'Mario Kart Wii' offers more ways to get screwed
The gaming world is just another day, another Nintendo console, another Mario Kart.
May. 09, 2008
What more needs to be said about Mario Kart at this point? Toss some Mario characters into pocket rockets and some wacky courses and weapon pick-ups into a game, then tack the name of the console onto the title, and there's your new Mario Kart - always has been fun and always will be.
"Mario Kart Wii" manages to distinguish itself from other games in the series, though. Instead of the two-driver dynamic of "Double Dash!!," "Mario Kart Wii" returns to the old-school, every-man-for-himself style of racing. On the other hand, bikes now join traditional karts as selectable rides, and each character eventually has six or eight vehicles to choose from.
Bikes can't accelerate as fast as karts, but players can wheelie with bikes on straights to pick up extra speed. The dynamic prevents any one section of the course from getting too boring. The differences in performance between all of the different vehicles, though, are almost completely superficial: That extra boost in handling means jack when red shells and banana peels keep screwing you up.
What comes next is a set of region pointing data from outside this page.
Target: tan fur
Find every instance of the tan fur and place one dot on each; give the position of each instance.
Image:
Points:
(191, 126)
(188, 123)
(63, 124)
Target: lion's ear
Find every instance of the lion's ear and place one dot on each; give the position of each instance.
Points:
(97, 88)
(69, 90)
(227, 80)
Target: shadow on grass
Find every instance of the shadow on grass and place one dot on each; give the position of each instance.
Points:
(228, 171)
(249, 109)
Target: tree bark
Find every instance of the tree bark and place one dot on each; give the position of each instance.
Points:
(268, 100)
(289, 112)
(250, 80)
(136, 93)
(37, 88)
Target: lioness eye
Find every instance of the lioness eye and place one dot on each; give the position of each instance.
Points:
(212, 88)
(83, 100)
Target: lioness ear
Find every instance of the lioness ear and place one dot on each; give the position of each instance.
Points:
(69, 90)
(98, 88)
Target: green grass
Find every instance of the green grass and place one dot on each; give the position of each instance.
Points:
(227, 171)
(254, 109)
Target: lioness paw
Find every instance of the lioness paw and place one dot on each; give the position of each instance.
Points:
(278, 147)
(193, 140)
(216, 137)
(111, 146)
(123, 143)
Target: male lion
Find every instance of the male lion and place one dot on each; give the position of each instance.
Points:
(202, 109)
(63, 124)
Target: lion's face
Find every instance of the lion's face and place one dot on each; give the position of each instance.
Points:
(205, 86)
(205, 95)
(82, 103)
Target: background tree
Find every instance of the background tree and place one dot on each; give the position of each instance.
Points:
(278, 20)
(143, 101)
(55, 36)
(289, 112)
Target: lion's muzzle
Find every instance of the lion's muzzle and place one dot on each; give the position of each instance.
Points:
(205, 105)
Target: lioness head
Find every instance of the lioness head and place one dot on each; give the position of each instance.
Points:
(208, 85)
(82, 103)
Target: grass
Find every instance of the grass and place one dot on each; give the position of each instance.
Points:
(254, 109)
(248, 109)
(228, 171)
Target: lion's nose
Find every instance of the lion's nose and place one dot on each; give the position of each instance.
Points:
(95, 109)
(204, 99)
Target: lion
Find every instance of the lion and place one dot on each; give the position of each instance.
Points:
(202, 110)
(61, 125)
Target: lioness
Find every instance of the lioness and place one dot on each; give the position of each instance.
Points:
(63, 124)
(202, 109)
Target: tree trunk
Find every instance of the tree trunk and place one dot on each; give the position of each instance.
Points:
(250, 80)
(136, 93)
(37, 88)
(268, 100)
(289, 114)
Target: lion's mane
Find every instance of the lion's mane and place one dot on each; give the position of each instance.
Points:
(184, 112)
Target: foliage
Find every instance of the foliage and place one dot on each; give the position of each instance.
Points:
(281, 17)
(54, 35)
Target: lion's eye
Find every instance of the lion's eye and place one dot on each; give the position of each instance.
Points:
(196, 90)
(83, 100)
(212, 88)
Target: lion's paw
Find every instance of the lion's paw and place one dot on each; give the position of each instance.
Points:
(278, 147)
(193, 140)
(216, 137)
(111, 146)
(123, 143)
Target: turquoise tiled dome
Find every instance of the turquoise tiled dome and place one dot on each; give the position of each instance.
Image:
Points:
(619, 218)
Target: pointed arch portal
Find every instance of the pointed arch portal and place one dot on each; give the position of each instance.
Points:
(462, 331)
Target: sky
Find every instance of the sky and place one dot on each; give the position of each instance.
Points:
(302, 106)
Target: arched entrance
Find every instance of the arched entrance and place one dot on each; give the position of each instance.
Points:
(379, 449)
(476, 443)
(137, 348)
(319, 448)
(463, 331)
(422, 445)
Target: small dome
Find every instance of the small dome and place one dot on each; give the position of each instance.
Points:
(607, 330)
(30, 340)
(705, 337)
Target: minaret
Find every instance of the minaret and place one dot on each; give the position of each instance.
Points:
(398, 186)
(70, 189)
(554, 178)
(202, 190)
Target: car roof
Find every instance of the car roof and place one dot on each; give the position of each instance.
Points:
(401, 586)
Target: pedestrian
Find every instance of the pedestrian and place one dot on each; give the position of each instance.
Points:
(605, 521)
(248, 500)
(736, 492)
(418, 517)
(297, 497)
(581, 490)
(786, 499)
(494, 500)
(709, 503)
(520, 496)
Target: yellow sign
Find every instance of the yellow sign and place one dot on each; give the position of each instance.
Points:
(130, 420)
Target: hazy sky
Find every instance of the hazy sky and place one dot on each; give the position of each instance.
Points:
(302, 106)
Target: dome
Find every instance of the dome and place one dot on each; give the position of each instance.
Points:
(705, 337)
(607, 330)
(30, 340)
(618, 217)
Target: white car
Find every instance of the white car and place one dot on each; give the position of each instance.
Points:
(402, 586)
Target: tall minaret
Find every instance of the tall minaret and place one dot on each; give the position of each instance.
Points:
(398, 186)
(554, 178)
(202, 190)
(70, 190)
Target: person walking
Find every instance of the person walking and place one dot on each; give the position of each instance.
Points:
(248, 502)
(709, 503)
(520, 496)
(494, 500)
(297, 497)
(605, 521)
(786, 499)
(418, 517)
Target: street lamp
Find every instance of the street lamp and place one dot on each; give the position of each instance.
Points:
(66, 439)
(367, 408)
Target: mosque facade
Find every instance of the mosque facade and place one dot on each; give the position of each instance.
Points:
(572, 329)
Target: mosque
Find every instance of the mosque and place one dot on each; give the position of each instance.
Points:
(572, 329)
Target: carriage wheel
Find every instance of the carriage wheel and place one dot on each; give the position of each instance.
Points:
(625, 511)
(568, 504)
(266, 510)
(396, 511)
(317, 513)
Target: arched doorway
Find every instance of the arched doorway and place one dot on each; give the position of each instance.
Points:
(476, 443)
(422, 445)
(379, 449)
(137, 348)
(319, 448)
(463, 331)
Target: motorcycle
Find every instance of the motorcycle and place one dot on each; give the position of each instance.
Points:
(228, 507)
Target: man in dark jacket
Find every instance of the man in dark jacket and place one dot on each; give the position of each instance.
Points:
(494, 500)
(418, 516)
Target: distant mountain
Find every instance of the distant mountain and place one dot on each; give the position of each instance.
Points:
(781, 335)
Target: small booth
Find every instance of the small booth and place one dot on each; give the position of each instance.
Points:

And there are more ways to get screwed (and screw other players) in Mario Kart than ever. Mega mushrooms transform you into a kart-flattening giant, POW blocks force all the other players to drop their items, and all of the classic uber-powered weapons (the star, the blue shell, the lightning bolt, Bullet Bill) are still here.
All of these game-breaking pick-ups ensure that anyone sitting pretty in first place won't stay there for long. In fact, you'll probably do better if you hang back in 12th place for the first two laps and scoop up all the powerful stuff. It's great if you want to play with your newbie friends, but not so great when taking on AI in the Grand Prix mode. You'll love "Mario Kart Wii" if you have a glutton for punishment.
The game includes a whopping 32 courses - half new and half old. Most of the new courses are fantastic: DK Summit takes you down a snowy mountain full of half-pipes and moguls, Grumble Volcano constantly requires leaps of faith over pits of lava and Moonview Highway is an uphill fight against oncoming traffic.
Tricks are a huge part of gameplay now. Performing a trick in midair results in a speed boost when you land. Most courses offer plenty of opportunities to get air, so remembering to perform tricks is a crucial tactic for making fast times in time trial mode. This is another dynamic to the gameplay that prevents courses from turning into "drive in a straight line and turn around corners" routines.
There is just one problem, though. Every character feels compelled to say something like "Wahoo!" or "Yeah!" in the most annoying, high-pitched voice imaginable every two seconds. There are also more baby versions of characters than ever now. The audio experience is unpleasant to say the least.
The most worthwhile addition to the series has to be its 12-player online mode. Finally, Nintendo allows random players to have identities beyond their 12-digit friend codes by displaying their Mii and region as well. Matches are wonderfully lag-free and quick to start, making this the preferred mode of play when you just want to kill time for a few hours.
Having a good time with any Mario Kart game is easy. Once you exhaust every course in every speed class and unlock every character and vehicle, though, you'll probably feel like you've had enough Mario Kart for one lifetime. And if you don't, the online mode will keep you occupied until you can't throw koopa shells anymore.